The Discursive Construction of Women Politicians in the European Press

Pages 422-441 | Published online: 04 Nov 2011
 

Abstract

The appointment of the first majority female government in Spain generated a significant amount of coverage in newspapers across Europe, synthesising the multi-faceted debate about the relationship between gender and political leadership. Through the combination of qualitative thematic and quantitative content analysis, this article examines the construction of women politicians across different European nations. By analysing the coverage of the issue in the main newspapers of four European countries (France, Italy, Spain and the UK) in the two weeks after the new Spanish cabinet was appointed, this article explores the values and ideal roles the media assign to female politicians. The article is based on the premise that mediated representations of female politicians can tell us important things about the relations between gender, power and politics.
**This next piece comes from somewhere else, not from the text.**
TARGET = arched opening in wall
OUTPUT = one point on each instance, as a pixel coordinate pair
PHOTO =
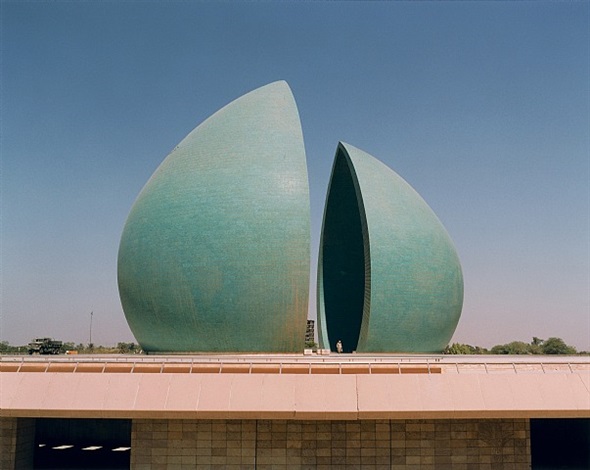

Such representations embody a set of assumptions about how successful women should look, behave and speak, and thus implicitly express judgments on models of femininity. Ultimately, such representations construct heroines and villains that inform our conceptions of women's political participation, thereby encouraging some forms of gendered political discourse and discouraging others. Our research found that while certain discourses celebrate women ministers for their (symbolic) emancipatory value, others judge them by their physical appearance or their performance as wives, mothers, and mothers-to-be.

Notes

1. The data about women's presence in the different governments and parliaments correspond to the first quarter of 2010 and has been retrieved from the European database “Gender Balance in Decision-Making”, available from http://ec.europa.eu/social/main.jsp?catId = 762&langId = en (April 2010).

2. The coding was carried out by the first author. An intercoder reliability test was carried out with a second coder proficient in all the languages represented in the sample, who coded 10 percent of the sample, averaging a 91 percent amongst all categories in the coding frame.

3. A search in Nexis ( < wom! OR government OR cabinet OR minister! AND Finland>, and its relevant linguistic adaptations) during the ten days after the Finnish government was appointed in the same newspapers analysed in this article did not yield a single relevant story. The same search for Norway, Sweden, and Belgium—which constitute, together with Finland and Spain, the “small group of [European] countries with at least 40% women amongst cabinet ministers” (European Commission 2009, p. 44)—in the twelve analysed newspapers generated two (2) news stories that commented, very briefly, on the considerable presence of women in the newly appointed cabinets: one about the Swedish government in Le Monde (Olivier Truc 2006), and a short story (119 words) on the Norwegian cabinet in Le Figaro (2005).

4. All translations are by the authors.